By Gary Hudson
On May 22, 2012, Space Exploration Technologies, Inc., (SpaceX) launched the first commercial mission to rendezvous and berth with the International Space Station. SSI is pleased to offer our congratulations to both SpaceX and NASA.
As we applaud the accomplishments of the past week, it is useful to reflect upon the long road that brought us to this point. While science fiction writers portrayed commercial spaceflight as early as the 1940s, the first serious proposals for commercial launch were made in the 1960s. Since then, perhaps two to three dozen entrepreneurs, investors and visionaries have attempted to achieve the goal. As usual with most pioneers, they were too early, acting with inadequate resources, and attempting to achieve their visions in the teeth of fierce opposition from entrenched interests in both government and among what has been described as “Old Space” firms. Recently, a colleague described most of us who participated in these efforts as “throwing ourselves on the barbed wire” in order to let those behind in the next wave complete the attack.

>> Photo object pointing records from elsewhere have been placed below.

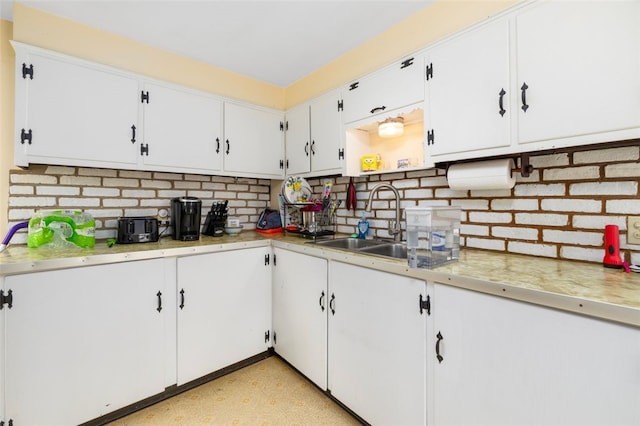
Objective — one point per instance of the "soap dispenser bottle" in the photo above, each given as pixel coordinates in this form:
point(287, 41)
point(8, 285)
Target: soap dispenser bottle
point(363, 227)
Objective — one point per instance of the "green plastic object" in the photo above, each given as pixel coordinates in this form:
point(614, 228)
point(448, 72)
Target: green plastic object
point(61, 228)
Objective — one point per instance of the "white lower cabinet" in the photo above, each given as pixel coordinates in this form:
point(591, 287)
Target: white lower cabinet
point(300, 313)
point(377, 344)
point(505, 362)
point(224, 309)
point(83, 342)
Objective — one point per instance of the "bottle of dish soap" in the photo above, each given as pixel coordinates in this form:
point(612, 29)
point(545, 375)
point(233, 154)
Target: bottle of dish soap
point(363, 227)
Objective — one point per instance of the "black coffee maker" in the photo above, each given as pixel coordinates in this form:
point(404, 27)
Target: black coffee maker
point(185, 218)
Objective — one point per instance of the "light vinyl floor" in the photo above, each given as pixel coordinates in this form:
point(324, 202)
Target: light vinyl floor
point(268, 392)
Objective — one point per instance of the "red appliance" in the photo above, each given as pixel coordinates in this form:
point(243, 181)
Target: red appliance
point(612, 257)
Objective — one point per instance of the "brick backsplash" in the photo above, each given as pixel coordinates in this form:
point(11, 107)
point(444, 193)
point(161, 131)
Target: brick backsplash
point(559, 211)
point(110, 194)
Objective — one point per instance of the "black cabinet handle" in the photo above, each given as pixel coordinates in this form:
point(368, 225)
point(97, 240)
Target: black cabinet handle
point(440, 338)
point(502, 110)
point(523, 95)
point(332, 304)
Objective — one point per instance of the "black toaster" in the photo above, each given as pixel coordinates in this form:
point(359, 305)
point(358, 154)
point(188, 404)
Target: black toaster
point(137, 230)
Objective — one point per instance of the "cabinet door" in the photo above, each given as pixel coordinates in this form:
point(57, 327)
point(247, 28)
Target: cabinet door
point(298, 140)
point(326, 139)
point(581, 71)
point(506, 362)
point(77, 114)
point(395, 86)
point(182, 130)
point(83, 342)
point(300, 313)
point(468, 91)
point(377, 345)
point(224, 310)
point(253, 141)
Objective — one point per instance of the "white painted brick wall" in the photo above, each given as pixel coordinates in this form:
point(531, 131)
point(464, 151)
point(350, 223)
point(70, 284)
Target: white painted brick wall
point(573, 237)
point(543, 219)
point(514, 233)
point(110, 194)
point(571, 205)
point(544, 250)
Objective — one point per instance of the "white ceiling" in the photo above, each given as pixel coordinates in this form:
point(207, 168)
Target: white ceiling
point(278, 42)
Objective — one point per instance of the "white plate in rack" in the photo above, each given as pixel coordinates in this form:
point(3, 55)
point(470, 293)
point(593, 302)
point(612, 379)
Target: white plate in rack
point(296, 190)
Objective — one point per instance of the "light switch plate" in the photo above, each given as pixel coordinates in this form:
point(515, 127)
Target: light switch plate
point(633, 229)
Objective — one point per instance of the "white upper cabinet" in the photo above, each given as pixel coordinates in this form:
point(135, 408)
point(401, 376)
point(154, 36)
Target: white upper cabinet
point(253, 141)
point(392, 87)
point(313, 141)
point(182, 129)
point(578, 72)
point(298, 140)
point(468, 108)
point(73, 112)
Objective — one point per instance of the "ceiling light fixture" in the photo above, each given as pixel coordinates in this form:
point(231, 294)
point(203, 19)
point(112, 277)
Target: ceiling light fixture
point(391, 127)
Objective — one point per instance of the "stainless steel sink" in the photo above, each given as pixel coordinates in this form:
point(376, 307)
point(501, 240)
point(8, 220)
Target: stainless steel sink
point(395, 250)
point(382, 248)
point(349, 243)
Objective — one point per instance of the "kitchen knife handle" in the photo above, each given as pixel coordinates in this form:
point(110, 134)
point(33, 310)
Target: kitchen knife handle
point(332, 304)
point(440, 338)
point(523, 95)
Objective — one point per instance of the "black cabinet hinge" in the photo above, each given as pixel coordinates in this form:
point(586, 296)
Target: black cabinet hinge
point(425, 305)
point(6, 299)
point(406, 63)
point(26, 136)
point(429, 72)
point(27, 71)
point(430, 137)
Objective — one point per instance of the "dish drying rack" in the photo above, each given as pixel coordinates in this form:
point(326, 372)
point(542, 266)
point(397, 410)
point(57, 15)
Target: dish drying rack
point(321, 218)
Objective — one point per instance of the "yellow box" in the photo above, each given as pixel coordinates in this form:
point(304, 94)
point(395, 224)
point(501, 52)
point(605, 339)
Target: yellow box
point(370, 163)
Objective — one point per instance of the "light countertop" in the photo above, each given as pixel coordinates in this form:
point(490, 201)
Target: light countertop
point(580, 287)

While a colorful observation, it no way diminishes the achievement that SpaceX and its partners have accomplished. The average age of the nearly 2000 people employed by SpaceX is about 30. This means half of those people weren’t even alive when the first New Space firms were formed in the early 1980s. In spite of the shortcomings of those early attempts, it is heartening to see that the enthusiasm for commercial spaceflight remains undiminished, and a new generation appears more than prepared to accept the challenges of the future.

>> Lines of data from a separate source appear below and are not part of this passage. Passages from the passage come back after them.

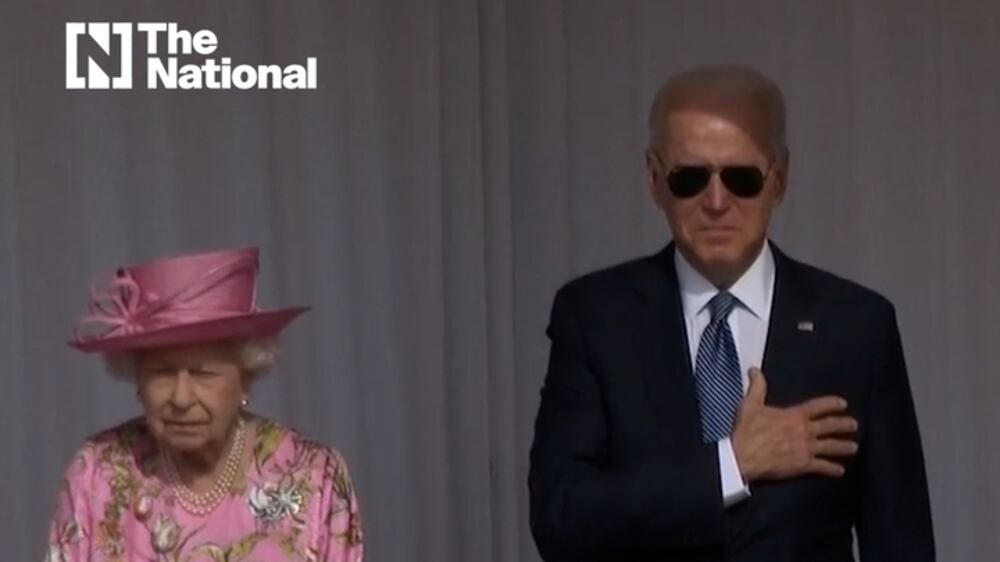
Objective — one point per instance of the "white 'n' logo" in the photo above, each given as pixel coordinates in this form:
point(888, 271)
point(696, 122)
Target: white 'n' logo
point(98, 76)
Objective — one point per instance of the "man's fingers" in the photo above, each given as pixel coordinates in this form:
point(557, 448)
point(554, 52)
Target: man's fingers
point(833, 425)
point(826, 468)
point(825, 406)
point(834, 448)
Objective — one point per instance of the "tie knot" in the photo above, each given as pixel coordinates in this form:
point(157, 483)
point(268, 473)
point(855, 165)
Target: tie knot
point(721, 305)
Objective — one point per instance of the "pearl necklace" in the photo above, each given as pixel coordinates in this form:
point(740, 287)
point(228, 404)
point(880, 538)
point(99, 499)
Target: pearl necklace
point(203, 504)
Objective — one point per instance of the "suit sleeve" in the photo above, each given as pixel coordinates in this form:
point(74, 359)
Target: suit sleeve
point(583, 503)
point(894, 520)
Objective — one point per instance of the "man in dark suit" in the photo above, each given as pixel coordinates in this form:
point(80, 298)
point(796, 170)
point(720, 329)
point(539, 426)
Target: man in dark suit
point(719, 401)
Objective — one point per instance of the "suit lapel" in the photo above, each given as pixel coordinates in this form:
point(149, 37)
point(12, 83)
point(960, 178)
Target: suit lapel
point(790, 351)
point(661, 348)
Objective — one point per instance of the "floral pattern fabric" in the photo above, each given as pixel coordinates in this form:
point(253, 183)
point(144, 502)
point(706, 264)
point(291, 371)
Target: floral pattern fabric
point(296, 503)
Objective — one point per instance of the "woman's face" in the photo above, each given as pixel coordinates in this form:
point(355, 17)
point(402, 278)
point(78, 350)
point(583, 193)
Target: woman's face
point(191, 395)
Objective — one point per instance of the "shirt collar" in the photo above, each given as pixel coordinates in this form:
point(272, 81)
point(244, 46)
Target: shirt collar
point(753, 289)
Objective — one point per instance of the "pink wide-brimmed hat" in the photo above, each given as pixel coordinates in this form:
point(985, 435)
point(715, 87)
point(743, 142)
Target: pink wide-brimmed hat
point(183, 300)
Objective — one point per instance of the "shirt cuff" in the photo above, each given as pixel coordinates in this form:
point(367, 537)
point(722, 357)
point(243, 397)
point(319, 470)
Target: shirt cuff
point(734, 489)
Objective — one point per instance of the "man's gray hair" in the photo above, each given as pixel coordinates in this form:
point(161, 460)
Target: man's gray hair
point(722, 84)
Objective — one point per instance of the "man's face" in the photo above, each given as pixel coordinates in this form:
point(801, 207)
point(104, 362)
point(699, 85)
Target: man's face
point(718, 232)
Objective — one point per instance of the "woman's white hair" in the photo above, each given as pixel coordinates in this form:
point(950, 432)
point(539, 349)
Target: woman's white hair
point(723, 83)
point(256, 357)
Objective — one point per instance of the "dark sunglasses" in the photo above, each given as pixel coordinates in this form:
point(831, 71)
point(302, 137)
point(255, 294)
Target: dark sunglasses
point(741, 181)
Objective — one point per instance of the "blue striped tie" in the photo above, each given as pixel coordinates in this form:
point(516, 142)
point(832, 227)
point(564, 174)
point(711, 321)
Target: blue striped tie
point(717, 372)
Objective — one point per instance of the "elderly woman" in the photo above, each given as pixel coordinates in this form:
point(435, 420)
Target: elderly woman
point(198, 478)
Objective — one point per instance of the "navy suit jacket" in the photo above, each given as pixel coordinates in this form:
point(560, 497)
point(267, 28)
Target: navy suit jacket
point(619, 472)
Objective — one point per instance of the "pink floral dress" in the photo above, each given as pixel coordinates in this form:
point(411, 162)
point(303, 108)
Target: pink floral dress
point(296, 503)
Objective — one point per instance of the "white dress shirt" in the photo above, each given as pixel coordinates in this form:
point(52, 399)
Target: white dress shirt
point(748, 321)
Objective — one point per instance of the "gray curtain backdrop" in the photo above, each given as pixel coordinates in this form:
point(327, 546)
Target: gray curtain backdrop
point(459, 161)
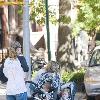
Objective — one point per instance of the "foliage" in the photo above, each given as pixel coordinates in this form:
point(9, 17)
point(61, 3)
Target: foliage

Why make such a big deal out of commercial spaceflight? It is because true permanent human space settlement depends on the profit motive for its sustainability. Long ago many of us realized that permanent space settlement depends on a viable economic underpinning as much as on a host of technological advancements. Gerry O’Neill recognized this when he focused on space solar power as an economic rationale for having large numbers of humans settle free space.
It has taken a bit longer for the community as a whole to accept the notion that settlement will be dependent upon private initiative and enterprise more than on lobbying and NASA funding. SpaceX’s success over the last week – no matter how future missions may turn out – is a great step towards providing the means and the motivation we all need to achieve our ends. The fact that so-called Old Space firms are now entering the marketplace is proof of Mohandas Karamchand Gandhi’s maxim: “First they ignore you, then they laugh at you, then they fight you, then you win.”
Nevertheless, the long struggle to privatize access to space, so vital to SSI’s interests, is frankly just beginning. I’m reminded of Winston Churchill’s remarks about another battle, “… this is not the end. It is not even the beginning of the end. But it is, perhaps, the end of the beginning.”
Once again, congratulations to SpaceX.